Le vert corridor et le mythe de Kak’Tal

Shuim Shom Skek est un gobelin des sentiers, un arpenteur, un gobarp dans la langue de son peuple. Son rôle est d’arpenter les corridors pour y trouver des ressources, gisements et créatures à manger. Il est petit parmi les siens et plutôt timide avec ses congénères. Certains disent qu’il n’est qu’un demi gob parce qu’il n’aime ni la fête, ni le sexe, ni l’alcool. Skek est plutôt solitaire et son rôle lui convient. Toujours habillé de gris, sous une large cape sombre, avec un petit arc et un couteau de fortune, il se distingue des autres avec son turban bleu nuit sur la tête et ses petites lunettes. Faisant moins d’un mètre de hauteur, il sait se faufiler partout. Il est probablement celui qui connait le mieux les corridors.


Un jour, le grand Soulag  Vashmou Varrashek le convoqua dans la grande salle du trône. Ce n’était pas de bon augure pour sa prochaine expédition. Le Soulag était le plus haut rang chez les shamans de Kak’Tal, et il était extrêmement rare qu’il s’adresse directement à un gobarp. Devant la porte de la salle du trône, assis sur une pierre, le petit Shuim Shom Skek attendait en se rongeant les ongles des arpions.
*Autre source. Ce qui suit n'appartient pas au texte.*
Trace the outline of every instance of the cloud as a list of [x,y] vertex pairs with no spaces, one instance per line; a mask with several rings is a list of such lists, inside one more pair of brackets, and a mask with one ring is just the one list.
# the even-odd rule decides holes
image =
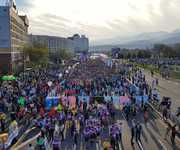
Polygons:
[[30,32],[92,41],[180,26],[180,0],[17,0],[28,14]]

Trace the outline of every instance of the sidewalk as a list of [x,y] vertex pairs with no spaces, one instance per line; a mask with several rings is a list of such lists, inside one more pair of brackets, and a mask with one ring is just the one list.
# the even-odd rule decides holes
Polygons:
[[154,78],[158,78],[159,86],[157,87],[157,89],[160,92],[160,96],[161,98],[163,96],[171,97],[172,99],[171,110],[175,112],[177,107],[180,107],[180,82],[163,79],[158,74],[155,74],[154,78],[152,78],[148,70],[143,70],[143,72],[146,75],[146,80],[150,85],[152,85],[152,80]]

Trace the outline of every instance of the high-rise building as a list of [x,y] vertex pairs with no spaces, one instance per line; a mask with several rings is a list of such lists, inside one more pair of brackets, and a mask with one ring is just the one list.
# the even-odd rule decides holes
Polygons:
[[0,74],[23,69],[23,47],[28,42],[29,21],[18,14],[16,3],[0,6]]
[[75,53],[88,52],[89,50],[89,39],[85,35],[74,34],[69,37],[74,42]]
[[78,34],[68,38],[31,34],[29,35],[29,40],[32,46],[34,44],[41,44],[42,46],[47,47],[49,50],[50,59],[52,58],[55,60],[58,59],[59,51],[62,49],[66,49],[72,53],[88,52],[89,49],[88,38],[86,38],[84,35],[80,37]]

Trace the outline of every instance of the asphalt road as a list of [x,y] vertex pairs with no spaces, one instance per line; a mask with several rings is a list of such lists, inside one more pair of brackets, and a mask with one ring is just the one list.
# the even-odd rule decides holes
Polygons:
[[[179,139],[176,138],[175,145],[171,144],[170,136],[168,136],[167,139],[164,139],[166,125],[153,111],[149,112],[149,120],[146,125],[144,123],[142,113],[139,112],[137,114],[136,120],[141,123],[143,132],[141,136],[141,142],[135,141],[134,145],[132,146],[130,142],[132,119],[133,118],[130,118],[129,121],[127,121],[123,112],[120,110],[116,112],[116,120],[119,120],[123,124],[122,143],[119,144],[119,150],[180,150]],[[30,134],[34,134],[34,132],[30,132]],[[27,136],[32,137],[32,135]],[[106,127],[103,130],[100,138],[96,141],[86,143],[84,141],[83,135],[79,135],[78,145],[74,147],[70,130],[67,129],[65,134],[65,141],[61,144],[61,150],[102,150],[102,142],[104,139],[108,138],[109,133],[108,128]]]
[[150,72],[144,70],[146,80],[151,85],[154,78],[158,78],[159,86],[157,89],[160,92],[161,98],[163,96],[171,97],[172,99],[172,111],[176,111],[177,107],[180,107],[180,82],[175,80],[163,79],[160,75],[155,74],[154,78],[151,77]]

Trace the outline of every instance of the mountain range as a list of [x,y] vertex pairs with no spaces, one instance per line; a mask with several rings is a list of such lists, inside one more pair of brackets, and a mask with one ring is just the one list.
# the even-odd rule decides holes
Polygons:
[[134,36],[115,37],[112,39],[105,39],[98,41],[90,47],[90,51],[108,51],[114,47],[128,48],[128,49],[145,49],[152,48],[154,44],[161,43],[173,45],[180,43],[180,29],[173,32],[147,32]]

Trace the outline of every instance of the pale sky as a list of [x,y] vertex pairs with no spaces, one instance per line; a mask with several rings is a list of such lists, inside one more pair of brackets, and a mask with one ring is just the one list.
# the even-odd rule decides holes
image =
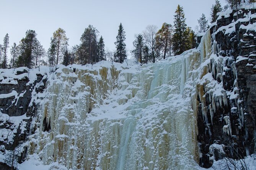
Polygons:
[[[224,6],[225,0],[220,0]],[[85,29],[92,25],[104,39],[105,46],[114,50],[118,26],[122,22],[126,32],[127,51],[133,48],[134,35],[141,33],[148,25],[160,29],[163,23],[173,24],[178,4],[183,6],[187,24],[194,29],[204,13],[210,20],[215,0],[0,0],[0,43],[7,33],[10,46],[34,30],[47,50],[50,38],[58,28],[69,38],[69,47],[80,43]],[[10,55],[10,48],[8,55]]]

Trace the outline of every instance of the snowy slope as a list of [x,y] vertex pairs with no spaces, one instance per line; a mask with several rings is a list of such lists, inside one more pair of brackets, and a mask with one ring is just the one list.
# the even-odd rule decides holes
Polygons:
[[21,169],[39,162],[49,169],[54,162],[73,170],[199,168],[191,98],[210,37],[201,54],[157,63],[58,66],[47,74]]

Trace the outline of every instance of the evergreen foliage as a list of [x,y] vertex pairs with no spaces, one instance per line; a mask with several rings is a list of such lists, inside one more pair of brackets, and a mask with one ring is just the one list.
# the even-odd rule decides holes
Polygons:
[[142,51],[144,43],[143,36],[142,34],[139,34],[133,42],[134,48],[131,51],[134,58],[141,63],[145,62],[145,61],[142,61]]
[[199,26],[200,28],[200,32],[204,32],[209,28],[210,26],[208,24],[208,20],[206,19],[204,14],[202,14],[202,17],[197,20]]
[[146,30],[143,32],[143,36],[148,46],[149,54],[147,61],[151,61],[153,63],[160,56],[159,51],[156,47],[156,34],[157,32],[157,27],[154,25],[148,25]]
[[186,42],[186,50],[194,48],[196,45],[196,35],[194,31],[191,27],[188,27],[186,29],[184,36],[187,40]]
[[98,45],[98,58],[99,61],[106,60],[106,54],[105,53],[105,44],[102,36],[101,36],[99,40]]
[[17,61],[19,53],[18,47],[16,45],[16,43],[13,43],[13,45],[11,46],[10,52],[11,56],[10,64],[11,68],[16,68],[17,67]]
[[186,41],[184,34],[187,25],[183,8],[178,5],[174,16],[174,34],[172,44],[173,52],[175,55],[179,55],[185,51]]
[[44,62],[44,58],[46,54],[46,51],[40,42],[38,41],[36,44],[36,49],[34,50],[35,56],[35,68],[39,67]]
[[71,55],[67,49],[66,50],[64,53],[64,57],[63,58],[63,65],[67,66],[70,64],[71,63]]
[[124,42],[126,40],[125,34],[124,27],[121,23],[119,26],[118,33],[116,36],[116,40],[115,42],[116,50],[114,54],[115,61],[121,63],[122,63],[127,58],[126,49],[126,45]]
[[68,46],[68,38],[67,38],[65,34],[66,32],[60,28],[53,33],[51,38],[50,48],[48,50],[50,66],[54,66],[55,64],[61,63],[65,49]]
[[163,53],[164,59],[165,59],[167,50],[170,49],[172,29],[171,24],[164,22],[156,35],[157,48]]
[[78,63],[82,65],[93,64],[99,61],[97,56],[98,30],[89,25],[80,38],[81,43],[78,50]]
[[216,21],[217,13],[221,12],[223,9],[218,0],[215,0],[215,4],[212,5],[211,8],[211,23]]
[[36,49],[38,40],[37,34],[34,30],[28,30],[26,37],[23,38],[19,45],[19,55],[17,64],[18,67],[27,67],[31,69],[34,67],[35,58],[34,51]]
[[3,69],[7,68],[7,51],[9,46],[9,35],[7,34],[3,38],[3,44],[2,56],[3,59],[2,63],[1,63],[1,68]]

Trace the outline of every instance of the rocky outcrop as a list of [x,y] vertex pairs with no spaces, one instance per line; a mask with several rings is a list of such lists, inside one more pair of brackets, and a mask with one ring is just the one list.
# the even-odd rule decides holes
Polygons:
[[[0,120],[2,137],[0,146],[2,152],[5,152],[5,149],[13,150],[26,141],[38,104],[32,96],[43,91],[46,81],[41,74],[30,77],[31,75],[27,68],[10,70],[1,70],[0,75],[0,114],[2,114]],[[8,72],[11,72],[12,75],[10,76]],[[21,159],[21,157],[19,160]]]
[[[255,9],[248,8],[242,7],[237,13],[231,10],[219,14],[216,24],[210,29],[212,52],[219,58],[217,63],[211,61],[210,72],[223,85],[227,102],[225,96],[222,101],[197,99],[200,164],[205,168],[210,167],[214,160],[223,157],[241,159],[254,151],[256,16]],[[210,98],[207,96],[210,93],[204,90],[205,98]],[[212,117],[213,103],[217,106]],[[202,113],[204,109],[207,119]],[[215,153],[211,152],[213,144],[222,146],[225,154],[218,156],[221,152],[217,148],[214,149]]]

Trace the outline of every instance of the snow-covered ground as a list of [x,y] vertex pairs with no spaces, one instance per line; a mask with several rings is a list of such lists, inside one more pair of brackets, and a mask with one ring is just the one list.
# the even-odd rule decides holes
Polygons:
[[[228,12],[221,14],[228,16]],[[230,26],[225,29],[229,34],[233,31]],[[156,63],[141,66],[134,60],[123,64],[103,61],[93,66],[60,65],[54,72],[42,67],[40,74],[47,80],[46,90],[42,93],[33,91],[32,101],[40,108],[31,127],[34,133],[23,144],[28,147],[26,160],[18,168],[204,169],[197,164],[201,154],[196,99],[199,96],[203,108],[206,95],[203,90],[206,89],[213,101],[212,116],[215,101],[225,104],[228,96],[237,98],[235,88],[226,91],[213,78],[226,69],[221,66],[226,59],[217,56],[220,49],[214,39],[213,43],[212,48],[208,30],[197,49]],[[12,70],[0,71],[2,81],[17,83]],[[32,82],[39,72],[29,71]],[[14,91],[1,95],[19,97]],[[202,111],[207,119],[205,111]],[[14,125],[24,118],[16,121],[3,114],[0,117],[13,120]],[[231,135],[229,117],[225,119],[227,125],[223,130]],[[51,129],[44,130],[48,125]],[[4,156],[0,156],[2,161]],[[215,161],[213,167],[222,168],[222,161]],[[245,161],[250,169],[255,169],[254,156]]]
Puis la grande porte s’ouvrit et sous son immense arche de pierre, Skek entra dans le couloir qui menait au trône. Ce n’était pas la première fois qu’il entrait dans la pièce. Il était venu ici, il y avait déjà dix ans, lorsqu’il avait été choisi pour arpenter le vert corridor. La salle du trône était immense taillée dans la roche par un autre peuple. On y voyait des géants avec de longues barbes et de grands marteaux gravés méticuleusement. Ces statues sortant de la roche étaient faites pour imposer le silence aux visiteurs. Skek le savait. Mais cette fois était bien différente de la première. La peur le tenaillait. Il se remémorait rapidement les chemins qu’il avait choisis, les corridors qu’il avait traversés. Il ne voyait pas ce qu’il avait fait de mal, et la terreur commençait à le submerger. Face à la montagne d’ossements, et au trône noir, Shuim Shom Skek, le Gobarp se jeta à terre. Il tremblait sous sa cape.
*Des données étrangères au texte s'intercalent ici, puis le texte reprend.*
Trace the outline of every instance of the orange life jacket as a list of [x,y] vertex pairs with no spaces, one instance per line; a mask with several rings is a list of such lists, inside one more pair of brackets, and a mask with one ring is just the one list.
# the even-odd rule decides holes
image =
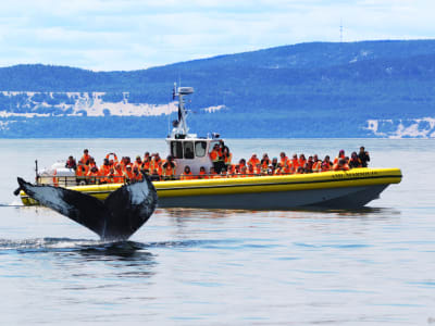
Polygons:
[[182,175],[179,176],[181,180],[192,180],[194,179],[194,175],[191,174],[191,171],[189,173],[182,173]]

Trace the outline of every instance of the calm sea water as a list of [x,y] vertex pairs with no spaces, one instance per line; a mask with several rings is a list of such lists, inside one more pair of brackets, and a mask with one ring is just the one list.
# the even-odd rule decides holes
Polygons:
[[364,145],[403,180],[360,211],[158,210],[124,243],[48,209],[18,206],[34,178],[84,148],[101,162],[162,140],[0,140],[2,325],[435,324],[434,140],[228,140],[235,159]]

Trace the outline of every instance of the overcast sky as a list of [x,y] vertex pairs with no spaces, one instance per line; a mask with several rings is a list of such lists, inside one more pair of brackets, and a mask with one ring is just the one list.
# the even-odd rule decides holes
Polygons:
[[0,0],[0,66],[94,71],[309,41],[435,36],[434,0]]

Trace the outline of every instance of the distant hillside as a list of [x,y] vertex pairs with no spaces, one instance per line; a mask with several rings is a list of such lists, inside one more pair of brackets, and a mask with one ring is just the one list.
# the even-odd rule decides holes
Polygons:
[[178,80],[196,90],[198,134],[435,137],[435,40],[300,43],[133,72],[3,67],[0,135],[160,137]]

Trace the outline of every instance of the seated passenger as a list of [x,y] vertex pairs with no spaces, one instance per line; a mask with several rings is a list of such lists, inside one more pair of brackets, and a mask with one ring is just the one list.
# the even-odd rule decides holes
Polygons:
[[66,163],[65,163],[65,167],[66,168],[77,168],[77,163],[75,162],[74,158],[72,155],[70,155],[70,158],[67,159]]
[[358,158],[361,161],[362,167],[368,167],[370,162],[370,155],[369,152],[365,151],[365,148],[363,146],[360,147],[360,152],[358,153]]
[[181,180],[192,180],[194,179],[194,175],[190,171],[190,166],[186,165],[184,167],[184,172],[182,173],[182,175],[179,176]]
[[337,164],[334,164],[333,171],[348,171],[349,165],[346,163],[346,159],[339,159]]
[[322,172],[331,171],[333,163],[330,161],[330,155],[326,155],[322,162]]
[[334,159],[334,164],[337,164],[339,159],[345,159],[345,150],[338,152],[338,156]]
[[352,152],[349,160],[349,168],[362,167],[361,160],[358,158],[357,152]]
[[199,167],[199,175],[198,179],[208,179],[209,176],[207,175],[206,167],[201,166]]

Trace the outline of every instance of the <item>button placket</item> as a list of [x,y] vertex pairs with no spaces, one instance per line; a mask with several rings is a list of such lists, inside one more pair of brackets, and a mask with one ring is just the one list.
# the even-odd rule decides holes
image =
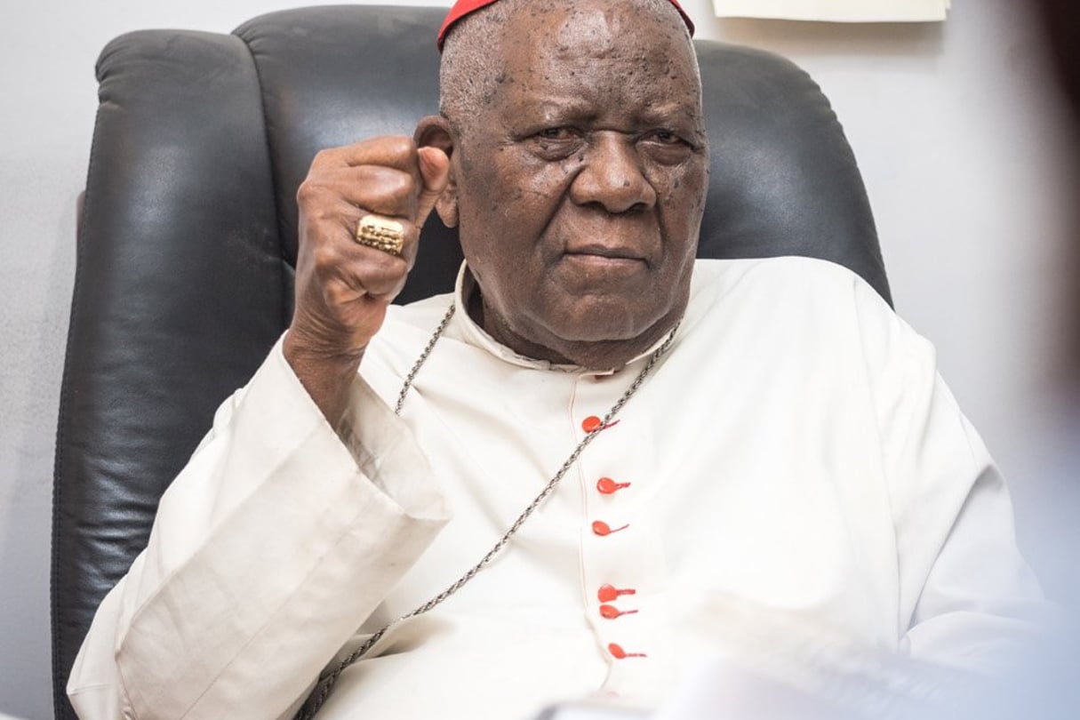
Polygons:
[[648,478],[637,477],[635,471],[651,466],[653,461],[653,448],[648,443],[651,425],[648,409],[644,408],[644,415],[637,416],[627,405],[620,417],[607,425],[598,415],[590,415],[607,405],[609,393],[621,392],[616,386],[619,384],[616,378],[605,383],[579,384],[573,405],[580,415],[576,413],[573,422],[583,432],[602,434],[590,444],[578,463],[585,501],[582,562],[591,596],[585,598],[585,611],[595,633],[597,650],[611,667],[604,689],[634,689],[637,692],[639,688],[651,685],[648,677],[642,675],[647,673],[645,658],[656,654],[653,651],[660,655],[664,653],[661,648],[652,647],[657,619],[633,596],[639,594],[638,581],[651,586],[659,580],[657,574],[662,563],[657,563],[657,551],[645,529],[649,524],[637,527],[640,522],[637,514],[642,512],[638,481],[643,483],[640,489],[647,489],[645,480]]

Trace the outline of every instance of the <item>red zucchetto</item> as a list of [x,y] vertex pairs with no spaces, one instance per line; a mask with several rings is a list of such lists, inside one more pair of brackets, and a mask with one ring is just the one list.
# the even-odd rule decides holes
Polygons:
[[[450,12],[447,14],[446,19],[443,21],[443,27],[438,29],[438,40],[435,43],[438,46],[438,52],[443,52],[443,41],[446,39],[447,31],[455,23],[465,15],[474,13],[481,8],[486,8],[487,5],[498,1],[499,0],[458,0],[454,3],[454,6],[450,8]],[[683,16],[683,22],[686,23],[686,27],[690,30],[690,36],[692,37],[693,22],[690,19],[690,16],[686,14],[686,11],[683,10],[676,0],[667,1],[675,5],[675,10],[677,10],[678,14]]]

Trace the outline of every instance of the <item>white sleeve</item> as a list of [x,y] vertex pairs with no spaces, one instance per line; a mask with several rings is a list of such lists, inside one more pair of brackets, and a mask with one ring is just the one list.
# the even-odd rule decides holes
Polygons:
[[1003,670],[1048,609],[1016,546],[1009,490],[930,342],[861,282],[856,308],[896,532],[901,649]]
[[359,377],[334,431],[281,352],[218,409],[68,681],[83,720],[279,718],[448,519]]

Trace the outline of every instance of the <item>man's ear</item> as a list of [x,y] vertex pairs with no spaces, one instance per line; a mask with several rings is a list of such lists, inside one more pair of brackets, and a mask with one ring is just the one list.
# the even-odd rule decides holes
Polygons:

En face de lui, le roi était présent. A ses côtés, le grand Soulag était vêtue d’une robe rouge, recouverte d’ossements humains et elfiques. Dans sa main droite, il tenait le bâton du culte, celui qui se terminait par une griffe de Seldrôm. Skek avait une excellente ouïe. Et même si le Grand Soulag semblait flotter dans les airs lorsqu’il avança, il l’entendit. Il l’entendit descendre et venir vers lui. Skek tenta de contenir ses tremblements et leva la tête lorsque le Soulag lui adressa la parole.

« Gobarp, toi le plus expérience arpenteurs. Ton tipa et grand-tipa étaient gobelins des sentiers et soldat…  Toi partir vers le nord, dans territoires rouges. Arpenter leurs sentiers rouges et trouver quoi qu’ils découvre dans profondeurs corridors. Toipa stop en chemin. Toujours courir. Toipa chasse, Toipa pèche, Toipa pierre. Toipa vol. Toi pars, toi cours, toi écrabouilles et passes. Toi regarder, écouter. Aller et rentrer après. » Il tendit le doigt vers la grande porte. Skek leva les yeux vers son roi.

« Toi va ! ».

A ces mots, le roi leva sa grosse main et la laissa retomber sur l’accoudoir du trône. Skek se retourna et courût.
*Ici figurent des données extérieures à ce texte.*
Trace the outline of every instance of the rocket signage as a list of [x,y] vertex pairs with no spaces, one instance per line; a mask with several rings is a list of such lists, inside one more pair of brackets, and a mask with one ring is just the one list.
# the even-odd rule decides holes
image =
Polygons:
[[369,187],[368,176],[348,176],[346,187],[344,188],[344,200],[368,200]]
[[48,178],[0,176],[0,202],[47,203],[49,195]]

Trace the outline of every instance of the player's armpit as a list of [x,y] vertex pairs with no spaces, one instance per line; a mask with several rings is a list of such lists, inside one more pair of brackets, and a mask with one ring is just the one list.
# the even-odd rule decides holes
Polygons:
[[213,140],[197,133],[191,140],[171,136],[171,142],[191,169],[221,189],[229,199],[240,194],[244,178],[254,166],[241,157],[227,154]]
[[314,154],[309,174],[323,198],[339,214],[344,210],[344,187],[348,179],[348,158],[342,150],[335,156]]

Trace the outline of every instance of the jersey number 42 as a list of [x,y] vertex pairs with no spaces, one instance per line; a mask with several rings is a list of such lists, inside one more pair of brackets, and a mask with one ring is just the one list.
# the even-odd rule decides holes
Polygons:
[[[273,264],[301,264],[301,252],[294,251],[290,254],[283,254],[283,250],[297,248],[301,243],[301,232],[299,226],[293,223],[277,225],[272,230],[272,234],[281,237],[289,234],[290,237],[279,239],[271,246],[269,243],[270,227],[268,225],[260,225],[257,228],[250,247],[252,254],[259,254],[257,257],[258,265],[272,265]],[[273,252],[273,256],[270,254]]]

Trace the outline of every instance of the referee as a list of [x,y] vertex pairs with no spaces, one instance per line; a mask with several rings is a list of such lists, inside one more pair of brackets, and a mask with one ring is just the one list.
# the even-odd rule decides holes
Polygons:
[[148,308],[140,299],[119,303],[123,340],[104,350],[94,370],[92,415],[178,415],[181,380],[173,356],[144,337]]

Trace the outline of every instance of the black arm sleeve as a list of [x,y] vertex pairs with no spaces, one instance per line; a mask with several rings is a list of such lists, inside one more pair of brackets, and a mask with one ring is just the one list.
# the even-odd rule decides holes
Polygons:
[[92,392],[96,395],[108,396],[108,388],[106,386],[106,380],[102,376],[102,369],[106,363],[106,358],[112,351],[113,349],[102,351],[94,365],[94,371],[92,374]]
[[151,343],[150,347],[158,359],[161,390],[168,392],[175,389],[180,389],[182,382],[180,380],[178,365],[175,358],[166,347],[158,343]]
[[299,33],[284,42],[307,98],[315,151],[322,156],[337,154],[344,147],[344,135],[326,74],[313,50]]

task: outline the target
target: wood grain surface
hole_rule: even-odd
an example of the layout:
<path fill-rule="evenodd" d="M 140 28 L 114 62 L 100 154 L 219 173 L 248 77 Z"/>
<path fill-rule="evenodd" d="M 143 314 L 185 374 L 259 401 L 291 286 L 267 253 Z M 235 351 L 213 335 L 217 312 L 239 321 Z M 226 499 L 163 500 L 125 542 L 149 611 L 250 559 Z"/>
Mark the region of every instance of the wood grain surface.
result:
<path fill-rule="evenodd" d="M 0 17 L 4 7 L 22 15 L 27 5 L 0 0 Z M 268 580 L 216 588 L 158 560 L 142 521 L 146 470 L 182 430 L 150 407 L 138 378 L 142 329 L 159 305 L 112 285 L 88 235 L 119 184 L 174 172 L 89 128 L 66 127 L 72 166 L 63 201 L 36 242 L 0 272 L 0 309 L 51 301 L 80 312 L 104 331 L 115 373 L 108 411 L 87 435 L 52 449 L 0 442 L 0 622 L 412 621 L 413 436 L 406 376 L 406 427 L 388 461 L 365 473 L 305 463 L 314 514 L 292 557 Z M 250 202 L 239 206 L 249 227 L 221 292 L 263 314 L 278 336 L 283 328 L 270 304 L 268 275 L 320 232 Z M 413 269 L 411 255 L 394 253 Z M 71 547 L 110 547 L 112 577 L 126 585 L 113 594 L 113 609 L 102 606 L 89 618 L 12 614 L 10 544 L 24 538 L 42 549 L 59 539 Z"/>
Il dévala les pentes poussiéreuses qui menaient aux galeries du nord. Le sable s’écoulait de la faille, partout, en des rivières d’or et de lumière éblouissante. Il était presque impossible de remonter ces courants. Le danger menaçait partout. Mais Skek, du peuple des sentiers, Shuim Shom Skek le arpenteur, les connaissait tous. Il savait comment les éviter, quel chemin prendre, quel moment choisir pour passer, quel grotte il ne fallait pas visiter.
Dans sa course, Skek se mit à réfléchir. D'après son meilleur amiping, c'était son plus grand défaut. Pour lui, réfléchir peut te casser la tête et te rendre fou. Ping était devenu fou et il ne voulait pas que cela arrive à Skek.
Il réfléchit à sa mission. Le peuple vert était en guerre contre le peuple rouge depuis plusieurs générations. Mais depuis quelques mois, depuis la guerre des verts corridors, la paix régnait.
Alors pourquoi aller leur chercher des poux ?

Il courût pendant deux jours sans se reposer. Au terme de sa course habituelle, il s’engagea sous un immense rocher noir, dans un passage haut d’une vingtaine de centimètres. Il rampa pendant plus de deux cents mètre pour atteindre une rivière souterraine. Il connaissait bien ce coin. Il remonta la rivière tranquillement. Celle-ci disparu sous la roche. Il s’arrêta heureux. Il y avait ici un mausolée. Une vieille sépulture Kalgadokai. C’est là que skek cachait ses « trouvailles », des objets qui ne servaient à rien, mais qu’il trouvait beau. Encore un autre de ses défaut.
Il s’avança jusqu’au mausolée et posa sa main sur les gravures anciennes qui représentait des elfes, des sorcières, et des gobelins. Tous semblaient en paix et célébraient une Kalgadokai à la longue chevelure. Même en gravure, elle apaisait le cœur du petit gobelin.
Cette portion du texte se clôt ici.